Miss A's Blog

Just a muslim woman trying to make some sense out of this world. This is my creative outlet, and my place to let out frustration, and emotion.

Monday, June 05, 2006

Darker Days

image from postsecret.blogspot.com
I go onto postsecret once a week to look at the new secrets posted. This week this one caught my eye. It reminds me of darker days, days before I was muslim, days I wanted to die. I used to be extremely depressed. I tried to kill myself a few times. Most of the time I just wanted to kill myself, but the one thing that saved me was the thought of a child. Not just any child, my little brother. He was between 4 and 6 while I was going through the worst of my depression.

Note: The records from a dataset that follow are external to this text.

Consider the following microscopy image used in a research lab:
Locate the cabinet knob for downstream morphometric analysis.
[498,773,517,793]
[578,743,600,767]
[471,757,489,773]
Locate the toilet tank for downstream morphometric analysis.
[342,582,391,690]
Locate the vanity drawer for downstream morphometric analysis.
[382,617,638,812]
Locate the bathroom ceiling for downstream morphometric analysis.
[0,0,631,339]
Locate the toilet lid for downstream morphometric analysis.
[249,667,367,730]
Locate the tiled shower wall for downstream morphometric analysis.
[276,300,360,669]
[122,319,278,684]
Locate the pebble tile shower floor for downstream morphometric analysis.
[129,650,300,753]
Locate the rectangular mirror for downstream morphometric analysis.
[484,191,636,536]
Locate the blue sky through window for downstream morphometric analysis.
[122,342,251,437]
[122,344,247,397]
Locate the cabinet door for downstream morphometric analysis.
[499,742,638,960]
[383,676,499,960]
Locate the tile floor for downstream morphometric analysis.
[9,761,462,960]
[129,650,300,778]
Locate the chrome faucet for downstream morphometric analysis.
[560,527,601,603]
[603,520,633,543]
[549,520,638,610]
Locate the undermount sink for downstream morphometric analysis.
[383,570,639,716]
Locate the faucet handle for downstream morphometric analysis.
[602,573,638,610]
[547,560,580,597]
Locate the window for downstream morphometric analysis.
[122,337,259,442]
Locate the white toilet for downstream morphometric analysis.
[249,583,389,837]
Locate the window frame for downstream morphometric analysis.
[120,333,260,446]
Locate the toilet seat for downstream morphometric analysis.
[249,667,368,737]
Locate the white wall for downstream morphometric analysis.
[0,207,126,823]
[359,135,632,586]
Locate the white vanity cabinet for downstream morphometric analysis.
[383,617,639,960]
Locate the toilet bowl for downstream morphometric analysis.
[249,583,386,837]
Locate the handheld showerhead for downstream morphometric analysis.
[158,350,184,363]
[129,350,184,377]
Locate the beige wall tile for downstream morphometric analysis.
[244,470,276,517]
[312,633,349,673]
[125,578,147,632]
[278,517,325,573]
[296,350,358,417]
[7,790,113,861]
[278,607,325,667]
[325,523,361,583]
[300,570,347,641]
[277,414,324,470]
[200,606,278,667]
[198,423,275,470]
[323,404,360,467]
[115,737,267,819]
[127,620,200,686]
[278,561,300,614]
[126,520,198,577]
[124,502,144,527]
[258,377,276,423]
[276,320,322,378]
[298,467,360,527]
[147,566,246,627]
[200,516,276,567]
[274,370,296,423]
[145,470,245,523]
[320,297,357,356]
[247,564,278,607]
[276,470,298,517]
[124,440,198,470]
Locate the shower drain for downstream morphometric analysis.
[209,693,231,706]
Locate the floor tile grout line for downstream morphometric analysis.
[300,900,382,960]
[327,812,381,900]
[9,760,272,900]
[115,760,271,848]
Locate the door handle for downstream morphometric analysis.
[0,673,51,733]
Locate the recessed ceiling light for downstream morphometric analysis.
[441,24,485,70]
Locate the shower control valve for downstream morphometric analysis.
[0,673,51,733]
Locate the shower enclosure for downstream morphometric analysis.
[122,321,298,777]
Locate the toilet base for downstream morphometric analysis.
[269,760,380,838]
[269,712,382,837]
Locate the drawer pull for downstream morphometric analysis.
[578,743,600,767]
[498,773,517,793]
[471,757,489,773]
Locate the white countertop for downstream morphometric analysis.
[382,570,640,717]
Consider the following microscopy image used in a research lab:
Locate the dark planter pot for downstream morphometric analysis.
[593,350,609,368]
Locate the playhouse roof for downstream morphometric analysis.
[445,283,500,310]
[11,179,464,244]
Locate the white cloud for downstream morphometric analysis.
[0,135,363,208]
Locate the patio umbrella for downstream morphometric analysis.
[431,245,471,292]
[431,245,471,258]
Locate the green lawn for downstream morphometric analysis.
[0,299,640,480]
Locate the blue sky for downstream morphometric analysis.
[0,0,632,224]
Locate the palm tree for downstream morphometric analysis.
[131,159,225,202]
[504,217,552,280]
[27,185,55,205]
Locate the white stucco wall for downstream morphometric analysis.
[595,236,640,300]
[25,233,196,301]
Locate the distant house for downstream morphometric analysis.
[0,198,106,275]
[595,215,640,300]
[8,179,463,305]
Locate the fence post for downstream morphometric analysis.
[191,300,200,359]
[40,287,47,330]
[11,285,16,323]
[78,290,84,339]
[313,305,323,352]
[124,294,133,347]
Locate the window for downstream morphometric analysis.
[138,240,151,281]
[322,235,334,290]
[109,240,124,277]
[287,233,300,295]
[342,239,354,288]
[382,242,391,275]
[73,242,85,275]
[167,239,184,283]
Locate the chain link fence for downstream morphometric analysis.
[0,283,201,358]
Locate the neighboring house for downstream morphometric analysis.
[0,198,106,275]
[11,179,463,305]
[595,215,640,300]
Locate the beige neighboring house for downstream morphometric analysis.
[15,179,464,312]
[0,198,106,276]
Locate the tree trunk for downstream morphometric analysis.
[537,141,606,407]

I love the boy to bits, he's cuter than a bug's ear.
I would think about how sad he'd be without me. If you are a depressed person you know this is not a common thought. You think all people will be better off without you around, that you are some sort of burden to them. He was the only one that I never thought this way about. I knew I had to stick around for him. Thank Allah I am still here, I am grateful for every day I have with him. Not only him, but all the people I love. I have found a lot of inner peace through embracing Islam. I also know how to treat my family and others in a better way.
So here's to my "little guy" (he's one inch shorter than me, not really so little any more). Here's to the precious moments I have in my mind.
*Telling me he can shake his booty in many different ways (age 4 or 5)
*Me laying on my stomach and him on my back watching as I played Pokemon on his gameboy
*Him and his use of big words, sounding so adult
*Occassionally wanting to spend time with me, despite the importance of friends
*On my wedding day telling me "not to have any baby boys to take my spot" (age 9)
*Hundreds of others... That's my boy!!!